There are many similarities between the gauging of a $U(1)$ symmetry to obtain the physics of electromagnetism and the gauging of diffeomorphisms to obtain the physics of general relativity. In particular, in both cases one can obtain a covariant derivative: for electromagnetism,
$$ \nabla_\mu = \partial_\mu + i q A_\mu $$
where $A_\mu$ is the gauge field and for general relativity
$$ D_\mu = \partial_\mu + \Gamma_\mu^{\;ij}f_{ji} $$ where $\Gamma_\mu^{\;ij}$ is the connection and $f_{ji}$ is the generator of rotations.

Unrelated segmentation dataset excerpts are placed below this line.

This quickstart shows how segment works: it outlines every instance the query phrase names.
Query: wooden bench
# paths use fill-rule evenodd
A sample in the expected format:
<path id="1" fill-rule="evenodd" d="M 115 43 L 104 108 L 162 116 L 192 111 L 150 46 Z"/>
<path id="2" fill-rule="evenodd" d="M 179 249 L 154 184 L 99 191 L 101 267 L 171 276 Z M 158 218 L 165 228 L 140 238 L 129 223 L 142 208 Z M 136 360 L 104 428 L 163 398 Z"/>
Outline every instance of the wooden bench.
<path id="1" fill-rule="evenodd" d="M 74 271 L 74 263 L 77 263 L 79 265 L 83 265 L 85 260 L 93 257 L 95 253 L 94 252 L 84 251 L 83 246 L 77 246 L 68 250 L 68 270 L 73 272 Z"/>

However, these covariant derivatives behave quite differently: whilst in general relativity we have a nice 'distributive' property,
\begin{align} D_\mu a_\alpha b_\beta &= \partial_\mu a_\alpha b_\beta + \Gamma_{\mu\alpha}^{\;\;\gamma}a_\gamma b_\beta + \Gamma_{\mu\beta}^{\;\;\gamma}a_\alpha b_\gamma \\ &= (D_\mu a_\alpha) b_\beta + a_\alpha (D_\mu b_\beta) \end{align} which echoes the behaviour of normal derivatives, we don't have a similar relationship in electromagnetism:
\begin{align} \nabla_\mu a_\alpha b_\beta &= \partial_\mu a_\alpha b_\beta + i q A_\mu a_\alpha b_\beta \\ &= (\nabla_\mu a_\alpha) b_\beta + a_\alpha \partial_\mu b_\beta \\ &= a_\alpha (\nabla_\mu b_\beta ) + (\partial_\mu a_\alpha) b_\beta \\ &\neq (\nabla_\mu a_\alpha) b_\beta + a_\alpha (\nabla_\mu b_\beta) \end{align}
This makes me curious about the definition of the electromagnetism covariant derivative as a derivative at all. Does anyone have any insight they could share into the differences between these covariant derivatives, and in particular this lack of distributive property in electromagnetism?
I could imagine defining an operator $\mathcal{I}$ that has the same distributive property as $\partial_\mu$ and $f_{ji}$, and so $\nabla_\mu = \partial_\mu + i q A_\mu \mathcal{I}$ is distributive - is there a reason the covariant derivative isn't defined that way (or is it implicitly defined like that, and no one bothers to write it out fully)?